Phase 1b Trial of Oral DNL343 in ALS Patients Begins Dosing
A Phase 1b clinical trial evaluating the safety and pharmacological profile of DNL343, Denali Therapeutics’ investigational oral therapy, in adults with amyotrophic lateral sclerosis (ALS) has started dosing participants.
The study (NCT05006352) is currently recruiting patients at the Centre for Human Drug Research (CHDR) in Leiden, Netherlands. Additional sites are expected to open as well.
“Initiation of this Phase 1b study marks a significant milestone in the development of DNL343 for the potential treatment of people living with ALS,” Carole Ho, MD, Denali’s chief medical officer, said in a press release.
“Our preclinical and Phase 1 healthy volunteer data demonstrate activity of DNL343 on biomarkers believed to be highly relevant to ALS, and we look forward to sharing this data at an upcoming scientific conference,” Ho added.
The company plans to present results from a Phase 1 trial (NCT04268784) testing DNL343 in healthy volunteers at the 2021 Annual Northeast Amyotrophic Lateral Sclerosis (NEALS) Meeting, to be held online Oct. 6–7.
DNL343 is an orally available, small molecule that works by activating EIF2B, a protein complex involved in the production of proteins. In response to cellular stress, cells suppress EIF2B production, leading to impaired protein production and the formation of stress granules — small clumps of proteins and messenger RNA (mRNA) molecules.
mRNA is the intermediate molecule derived from DNA that guides protein production.
While stress granules are typically disassembled once the initiating stress is relieved, they are abnormally sustained in people with neurodegenerative diseases like ALS and frontotemporal dementia.
The lack of stress granule clearance is associated with the toxic aggregation of several proteins, including TDP-43, a hallmark of ALS.

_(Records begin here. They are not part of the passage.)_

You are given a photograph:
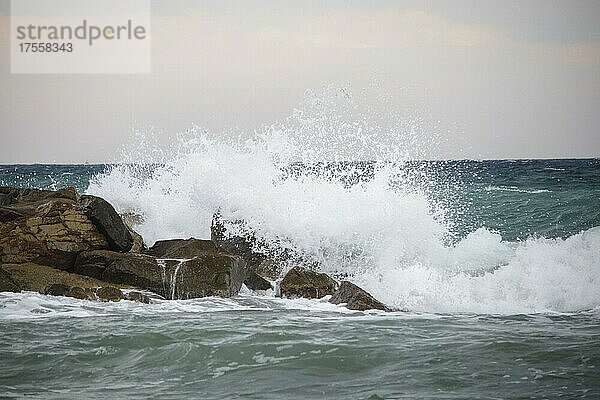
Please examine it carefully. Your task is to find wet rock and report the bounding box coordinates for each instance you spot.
[244,271,273,290]
[210,213,294,279]
[42,283,71,296]
[0,267,21,292]
[3,263,127,293]
[125,292,150,304]
[120,213,148,253]
[0,186,77,209]
[329,281,390,311]
[68,286,96,300]
[173,253,246,299]
[76,195,133,251]
[281,267,337,299]
[144,238,224,259]
[0,196,108,270]
[96,286,125,302]
[73,250,166,296]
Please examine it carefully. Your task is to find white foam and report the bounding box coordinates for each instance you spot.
[88,85,600,313]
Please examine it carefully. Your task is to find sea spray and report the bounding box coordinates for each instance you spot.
[88,84,600,313]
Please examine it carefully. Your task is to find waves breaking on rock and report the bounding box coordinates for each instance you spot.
[88,88,600,313]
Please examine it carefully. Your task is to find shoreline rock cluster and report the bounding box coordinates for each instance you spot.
[0,187,389,311]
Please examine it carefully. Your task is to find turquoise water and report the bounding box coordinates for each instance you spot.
[0,159,600,399]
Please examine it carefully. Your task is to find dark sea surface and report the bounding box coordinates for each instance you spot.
[0,159,600,399]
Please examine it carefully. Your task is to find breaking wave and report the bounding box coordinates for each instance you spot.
[88,87,600,313]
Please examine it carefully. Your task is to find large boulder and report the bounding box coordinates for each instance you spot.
[0,187,133,270]
[210,213,267,270]
[0,263,129,293]
[75,195,133,251]
[244,271,273,290]
[96,286,125,302]
[280,267,337,299]
[73,250,167,297]
[329,281,390,311]
[145,238,262,298]
[144,238,224,260]
[74,250,246,299]
[172,253,246,299]
[0,198,108,270]
[0,267,21,292]
[0,186,77,217]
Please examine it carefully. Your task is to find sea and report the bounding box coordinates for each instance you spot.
[0,155,600,399]
[0,87,600,400]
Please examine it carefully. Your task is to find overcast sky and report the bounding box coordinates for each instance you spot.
[0,0,600,163]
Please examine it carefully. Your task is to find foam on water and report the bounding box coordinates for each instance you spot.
[88,88,600,313]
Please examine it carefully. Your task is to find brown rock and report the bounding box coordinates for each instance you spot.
[76,195,133,251]
[281,267,337,299]
[125,292,150,304]
[3,263,127,293]
[145,238,224,259]
[96,286,125,302]
[0,267,21,292]
[0,188,108,270]
[174,253,246,299]
[244,271,273,290]
[329,281,390,311]
[73,250,168,297]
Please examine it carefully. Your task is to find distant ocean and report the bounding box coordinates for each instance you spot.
[0,158,600,399]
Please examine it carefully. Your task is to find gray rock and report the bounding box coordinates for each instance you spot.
[174,253,246,299]
[0,267,21,292]
[96,286,124,302]
[75,195,133,251]
[329,281,390,311]
[125,292,150,304]
[73,250,168,297]
[0,195,108,270]
[281,267,337,299]
[66,286,96,300]
[244,271,273,290]
[42,283,71,296]
[144,238,224,259]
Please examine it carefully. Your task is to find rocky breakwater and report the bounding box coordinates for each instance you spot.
[0,187,389,311]
[0,187,246,302]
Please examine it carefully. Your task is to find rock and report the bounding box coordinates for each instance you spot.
[73,250,246,299]
[329,281,390,311]
[210,213,266,269]
[96,286,125,302]
[0,186,77,209]
[42,283,96,300]
[210,213,294,279]
[120,213,147,253]
[281,267,337,299]
[173,253,246,299]
[244,271,273,290]
[73,250,167,297]
[42,283,71,296]
[75,195,133,251]
[0,267,21,292]
[68,286,96,300]
[0,188,108,270]
[144,238,223,259]
[126,225,147,253]
[3,263,129,293]
[125,292,150,304]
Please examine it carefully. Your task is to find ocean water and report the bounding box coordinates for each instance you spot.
[0,88,600,399]
[0,159,600,399]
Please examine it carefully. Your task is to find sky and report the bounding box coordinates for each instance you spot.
[0,0,600,164]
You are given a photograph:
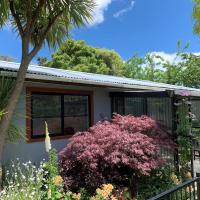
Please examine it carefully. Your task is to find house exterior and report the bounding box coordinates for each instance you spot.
[0,61,200,163]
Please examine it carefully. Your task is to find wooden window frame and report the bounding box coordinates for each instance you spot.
[26,87,94,143]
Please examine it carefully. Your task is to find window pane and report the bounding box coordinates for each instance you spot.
[112,97,124,115]
[32,94,62,137]
[147,97,172,128]
[64,95,89,134]
[191,100,200,127]
[125,97,146,116]
[32,94,61,118]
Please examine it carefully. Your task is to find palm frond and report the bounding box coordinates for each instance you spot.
[0,76,15,110]
[0,0,10,28]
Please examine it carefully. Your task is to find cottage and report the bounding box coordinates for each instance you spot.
[0,61,200,165]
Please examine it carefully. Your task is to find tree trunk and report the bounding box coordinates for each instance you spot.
[0,56,31,189]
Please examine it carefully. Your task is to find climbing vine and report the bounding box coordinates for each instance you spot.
[175,97,192,177]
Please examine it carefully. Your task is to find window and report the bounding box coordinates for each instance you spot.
[111,92,172,130]
[27,88,93,141]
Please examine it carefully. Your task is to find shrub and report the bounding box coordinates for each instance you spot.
[59,115,173,196]
[0,160,45,200]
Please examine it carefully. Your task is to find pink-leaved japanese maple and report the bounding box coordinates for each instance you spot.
[59,114,174,192]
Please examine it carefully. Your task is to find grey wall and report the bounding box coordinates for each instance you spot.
[3,83,111,163]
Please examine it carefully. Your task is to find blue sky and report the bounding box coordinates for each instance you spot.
[0,0,200,62]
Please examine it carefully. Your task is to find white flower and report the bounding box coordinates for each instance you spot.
[45,122,51,153]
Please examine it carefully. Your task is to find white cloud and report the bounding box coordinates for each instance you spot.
[150,51,180,63]
[149,51,200,63]
[113,1,135,18]
[90,0,113,26]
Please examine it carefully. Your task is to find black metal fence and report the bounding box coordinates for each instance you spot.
[148,177,200,200]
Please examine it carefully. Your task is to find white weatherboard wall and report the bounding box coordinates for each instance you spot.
[3,83,111,164]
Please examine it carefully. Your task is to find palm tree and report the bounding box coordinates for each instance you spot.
[0,0,95,184]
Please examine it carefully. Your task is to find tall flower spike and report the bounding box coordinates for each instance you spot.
[45,121,51,153]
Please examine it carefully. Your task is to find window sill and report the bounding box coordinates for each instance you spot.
[26,135,73,143]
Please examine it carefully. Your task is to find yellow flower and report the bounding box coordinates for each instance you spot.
[186,186,194,192]
[111,196,117,200]
[72,193,81,200]
[53,176,63,186]
[45,122,51,153]
[185,172,192,179]
[171,173,180,185]
[96,184,114,199]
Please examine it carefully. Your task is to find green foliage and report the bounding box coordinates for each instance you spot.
[0,160,44,200]
[179,53,200,88]
[137,166,176,200]
[176,98,192,174]
[38,40,123,75]
[45,149,59,179]
[0,76,23,143]
[193,0,200,35]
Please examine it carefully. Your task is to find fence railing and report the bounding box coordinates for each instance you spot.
[148,177,200,200]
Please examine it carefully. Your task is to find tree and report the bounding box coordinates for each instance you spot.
[59,115,174,197]
[38,40,123,75]
[178,53,200,88]
[124,55,145,79]
[0,0,95,183]
[193,0,200,36]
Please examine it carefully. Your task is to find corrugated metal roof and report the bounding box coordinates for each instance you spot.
[0,61,200,96]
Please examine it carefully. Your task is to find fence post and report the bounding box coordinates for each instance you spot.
[196,173,200,200]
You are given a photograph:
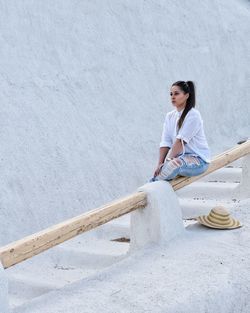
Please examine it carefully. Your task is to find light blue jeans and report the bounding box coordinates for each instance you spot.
[150,153,209,182]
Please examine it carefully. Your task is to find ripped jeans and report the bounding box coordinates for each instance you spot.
[150,153,209,182]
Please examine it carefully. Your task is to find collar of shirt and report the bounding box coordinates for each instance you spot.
[176,109,184,117]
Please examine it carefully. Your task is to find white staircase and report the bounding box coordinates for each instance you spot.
[6,159,241,313]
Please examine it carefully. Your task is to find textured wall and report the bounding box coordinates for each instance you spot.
[0,0,250,244]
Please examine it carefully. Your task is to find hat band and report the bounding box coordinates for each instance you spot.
[207,214,231,226]
[210,209,230,219]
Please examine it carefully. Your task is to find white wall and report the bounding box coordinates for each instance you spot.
[0,0,250,244]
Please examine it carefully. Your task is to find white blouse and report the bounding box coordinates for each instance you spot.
[160,108,211,163]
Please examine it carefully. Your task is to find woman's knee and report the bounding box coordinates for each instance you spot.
[158,158,183,180]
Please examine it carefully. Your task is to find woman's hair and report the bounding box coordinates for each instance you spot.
[172,80,195,129]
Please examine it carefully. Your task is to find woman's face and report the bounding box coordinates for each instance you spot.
[170,86,189,110]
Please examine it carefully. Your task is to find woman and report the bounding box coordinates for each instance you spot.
[150,81,211,182]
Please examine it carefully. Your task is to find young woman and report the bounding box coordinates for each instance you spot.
[150,81,211,182]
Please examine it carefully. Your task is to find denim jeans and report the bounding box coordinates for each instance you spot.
[150,153,209,182]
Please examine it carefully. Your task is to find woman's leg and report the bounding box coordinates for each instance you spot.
[154,154,209,180]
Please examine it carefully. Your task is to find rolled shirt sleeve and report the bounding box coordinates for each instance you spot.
[160,115,172,148]
[176,114,203,143]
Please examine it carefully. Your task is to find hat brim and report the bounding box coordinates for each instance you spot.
[196,215,243,229]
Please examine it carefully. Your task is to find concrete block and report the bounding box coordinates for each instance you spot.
[130,181,185,251]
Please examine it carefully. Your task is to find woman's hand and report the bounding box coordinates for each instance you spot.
[154,163,164,177]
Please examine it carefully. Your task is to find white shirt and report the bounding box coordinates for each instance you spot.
[160,108,211,163]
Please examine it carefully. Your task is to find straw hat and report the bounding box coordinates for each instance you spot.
[196,206,242,229]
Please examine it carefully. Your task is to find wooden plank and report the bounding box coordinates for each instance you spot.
[170,140,250,190]
[0,140,250,268]
[0,192,147,268]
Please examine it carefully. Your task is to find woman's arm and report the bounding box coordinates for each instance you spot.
[168,139,185,158]
[158,147,170,166]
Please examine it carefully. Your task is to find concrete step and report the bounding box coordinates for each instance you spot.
[199,167,242,183]
[6,234,129,308]
[176,181,239,199]
[179,197,239,219]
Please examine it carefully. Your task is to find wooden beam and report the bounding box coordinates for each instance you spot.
[0,192,147,268]
[0,140,250,268]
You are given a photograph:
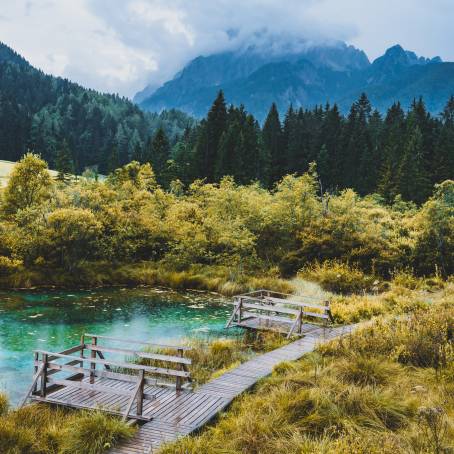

By activating EIF2B, DNL343 is expected to restore protein synthesis, disperse TDP-43 aggregates, and improve nerve cell survival.
Notably, the therapy is able to cross the blood-brain barrier. This highly selective membrane tightly regulates what substances from the bloodstream can enter the central nervous system (CNS; the brain and spinal cord), and crossing it is often a challenge for CNS-targeting therapies.
The initial Phase 1 study, conducted at the CHDR, assessed the safety, tolerability, pharmacokinetics (movement into, through, and out of the body), and pharmacodynamics (effects on the body) of single and multiple doses of DNL343 in up to 88 healthy adults.
A second, single-center Phase 1 trial (NCT04581772), conducted in New Zealand and completed in June, evaluated the effects of formulation and food on DNL343’s safety and pharmacokinetics in 31 healthy men and women.
The recently opened and placebo-controlled Phase 1b clinical trial is evaluating DNL343’s safety, pharmacokinetics, and pharmacodynamics in up to 30 adults with ALS whose symptoms started within the last three years.
Participants are being randomly assigned to either a low or high oral dose of DNL343, or to a placebo, given daily for 28 days. All who complete this part will be eligible to receive the therapy for 1.5 years (18 months) in the study’s open-label extension phase.
Patients may also continue with their standard ALS treatments if they were on stable doses for at least two months before trial screening. The trial is expected to conclude in December 2023.
“This Phase 1b study will help further characterize the safety and activity of DNL343 in participants with ALS for whom treatment options are a critical unmet medical need,” Ho said.
Another Denali treatment candidate for ALS, called DNL788, is being tested in healthy volunteers in a Phase 1 trial (NCT04982991) sponsored by Sanofi, Denali’s partner in the therapy’s development.